LA LIBERTÉ effective de choisir ses professionnels de santé est le résultat d’une difficile conquête sociale propre à la France. C’est une noblesse et une force pour les pharmaciens d’appartenir à ce cercle de professionnels librement choisis par le patient, car cette liberté contribue à maintenir la qualité du service pharmaceutique et consacre notre expertise. Nous connaissons tous l’attachement de nos concitoyens à cette liberté de choix qu’ils considèrent à juste titre comme un de leurs droits fondamentaux. Aussi est-ce avec beaucoup d’étonnement que j’ai découvert dans « le Quotidien »*, la proposition de l’APR d’imposer une « officine dédiée de proximité » à tout patient résidant dans une zone dépourvue de médecin.
Cette proposition peut paraître louable pour sauvegarder les pharmacies rurales en danger. Mais elle conduit à une rupture d’égalité des citoyens et des pharmaciens devant la loi : certains patients seraient attachés à une pharmacie et d’autres seraient libres, certains pharmaciens auraient une patientèle garantie et d’autres pas.
On ne peut d’ailleurs pas comparer la proposition APR avec la réglementation relative au médecin traitant comme il est dit dans l’article. Car le patient reste libre de choisir son médecin et rien n’impose qu’il soit au plus près du lieu de résidence.
Je ne m’étendrai pas sur les difficultés pratiques de la mise en application de cette proposition qui modulerait les droits des personnes en fonction d’un zonage géographique alors que la quasi-totalité de nos actes est réalisée en tiers payant, et au moyen de la carte Vitale… qui ne comporte pas l’adresse du patient. De plus, il est hasardeux de penser, comme il est avancé dans l’article, que des élus locaux viendront longtemps soutenir une proposition visant à priver leurs administrés d’un droit fondamental, apprécié et reconnu.
Pour toutes ces raisons on ne voit donc pas comment la proposition de l’APR pourrait un jour aboutir. Sauf, à l’extrême rigueur, dans une forme similaire à celle de la réglementation du médecin traitant, c’est-à-dire en laissant le patient choisir son « pharmacien dédié ».
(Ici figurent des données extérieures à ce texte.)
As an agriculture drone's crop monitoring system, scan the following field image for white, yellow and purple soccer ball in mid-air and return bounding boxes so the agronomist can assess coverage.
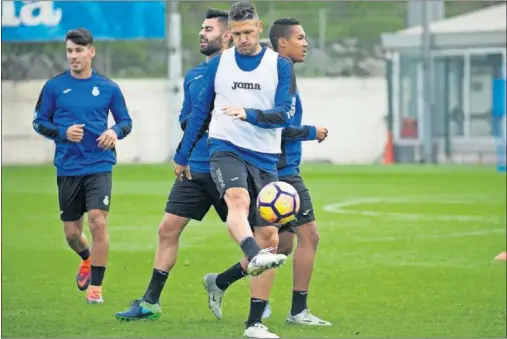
[257,181,299,225]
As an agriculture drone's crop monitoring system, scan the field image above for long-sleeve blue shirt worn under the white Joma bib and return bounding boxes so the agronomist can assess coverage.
[174,48,297,173]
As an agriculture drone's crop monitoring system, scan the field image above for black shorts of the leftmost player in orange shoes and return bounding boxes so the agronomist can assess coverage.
[56,172,113,221]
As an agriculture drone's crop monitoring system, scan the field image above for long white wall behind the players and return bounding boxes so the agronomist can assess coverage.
[2,78,387,165]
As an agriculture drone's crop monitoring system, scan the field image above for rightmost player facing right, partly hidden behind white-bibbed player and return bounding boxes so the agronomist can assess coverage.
[202,18,331,326]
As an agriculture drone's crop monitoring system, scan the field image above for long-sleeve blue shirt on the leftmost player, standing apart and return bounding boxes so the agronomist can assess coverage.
[33,71,132,176]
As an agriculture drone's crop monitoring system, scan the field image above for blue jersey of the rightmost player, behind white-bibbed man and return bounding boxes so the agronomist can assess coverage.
[278,93,317,177]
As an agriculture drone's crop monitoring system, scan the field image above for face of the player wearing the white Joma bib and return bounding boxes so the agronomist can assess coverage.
[230,19,262,55]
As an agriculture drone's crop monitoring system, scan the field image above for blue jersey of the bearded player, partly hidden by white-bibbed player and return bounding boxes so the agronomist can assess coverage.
[179,62,210,173]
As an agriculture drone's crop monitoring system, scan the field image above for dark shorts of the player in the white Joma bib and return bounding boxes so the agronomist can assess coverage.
[211,151,278,227]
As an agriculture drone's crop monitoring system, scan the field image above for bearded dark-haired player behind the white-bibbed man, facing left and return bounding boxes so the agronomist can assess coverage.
[116,8,231,320]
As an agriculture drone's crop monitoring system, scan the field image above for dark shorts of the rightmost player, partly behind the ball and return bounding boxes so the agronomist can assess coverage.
[280,175,315,232]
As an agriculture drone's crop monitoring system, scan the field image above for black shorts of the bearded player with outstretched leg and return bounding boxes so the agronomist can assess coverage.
[165,172,227,222]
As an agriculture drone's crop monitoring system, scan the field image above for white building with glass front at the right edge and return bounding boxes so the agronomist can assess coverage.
[382,3,507,162]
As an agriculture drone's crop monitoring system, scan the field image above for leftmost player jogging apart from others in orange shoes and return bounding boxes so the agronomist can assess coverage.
[33,28,132,304]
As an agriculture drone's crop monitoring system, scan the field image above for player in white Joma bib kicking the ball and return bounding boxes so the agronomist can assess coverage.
[174,2,296,338]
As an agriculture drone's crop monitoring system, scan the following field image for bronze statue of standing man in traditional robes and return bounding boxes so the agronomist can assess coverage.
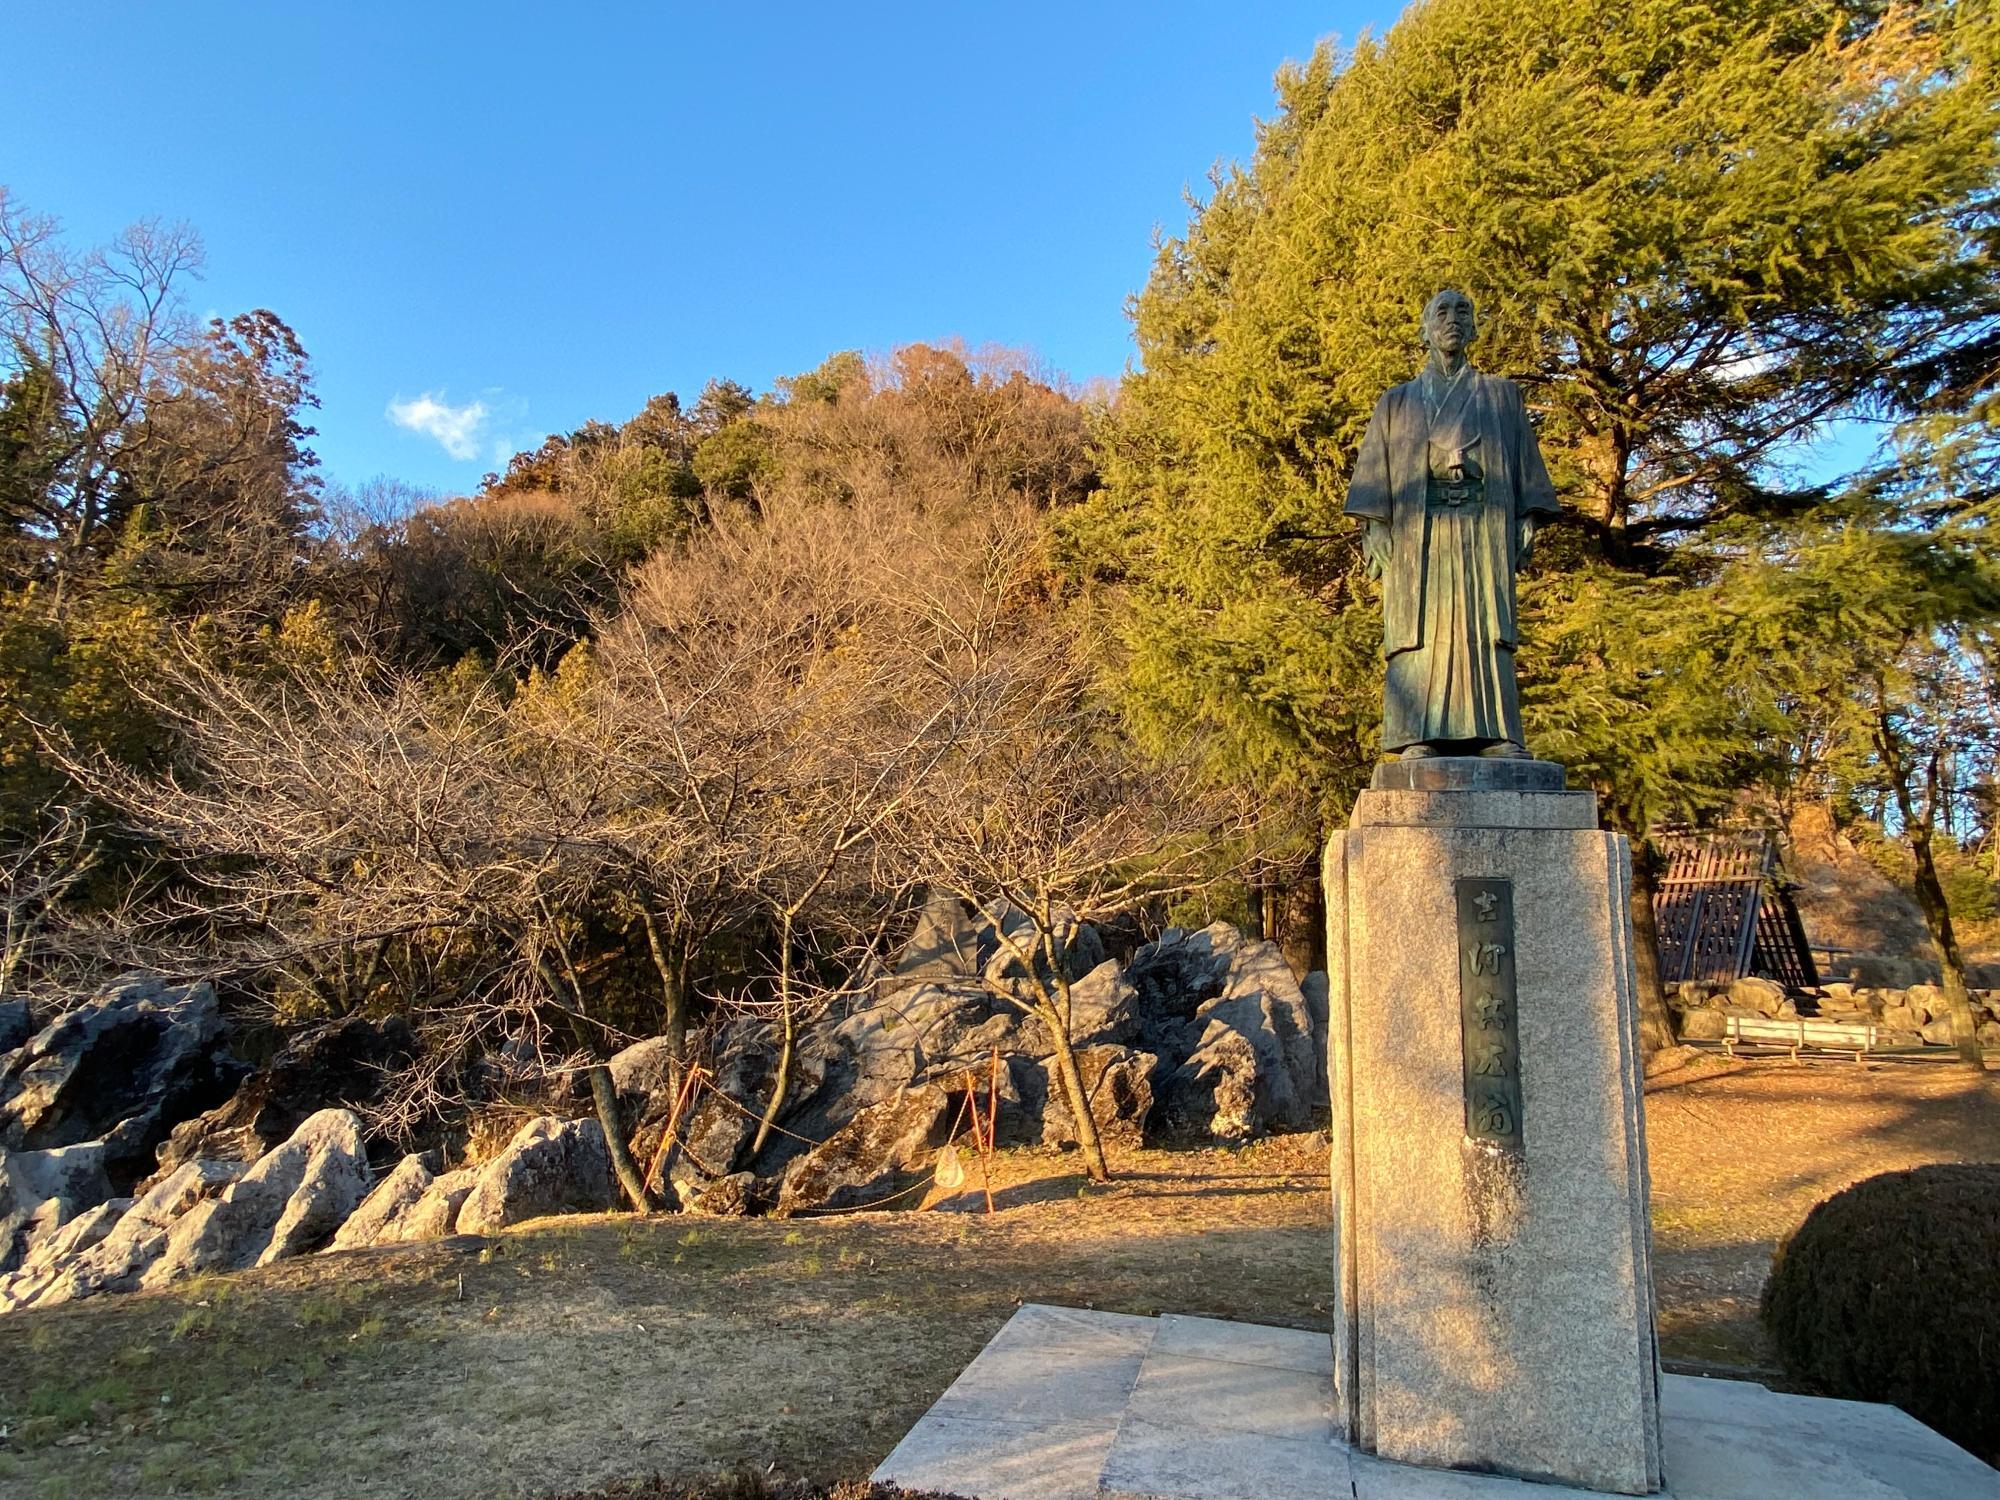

Mais attention, en rendant sa liberté au déclarant, cette formule fera encore des pharmacies rurales et de quartiers les grandes perdantes car, au moment de déclarer son choix, ce sera souvent une personne valide et non malade qui s’exprimera. La notion de proximité sera donc, pour le déclarant, celle des habitudes de consommation, et non le strict voisinage, ce qui risque de figer la configuration au détriment des pharmacies qu’on voulait protéger !
Restreindre la liberté de choix des patients est une tentation technocratique immémoriale, toujours prête à ressurgir et à s’immiscer sous tous les prétextes. Ne lui ouvrons pas nous-mêmes la porte… tout en nous cassant la jambe.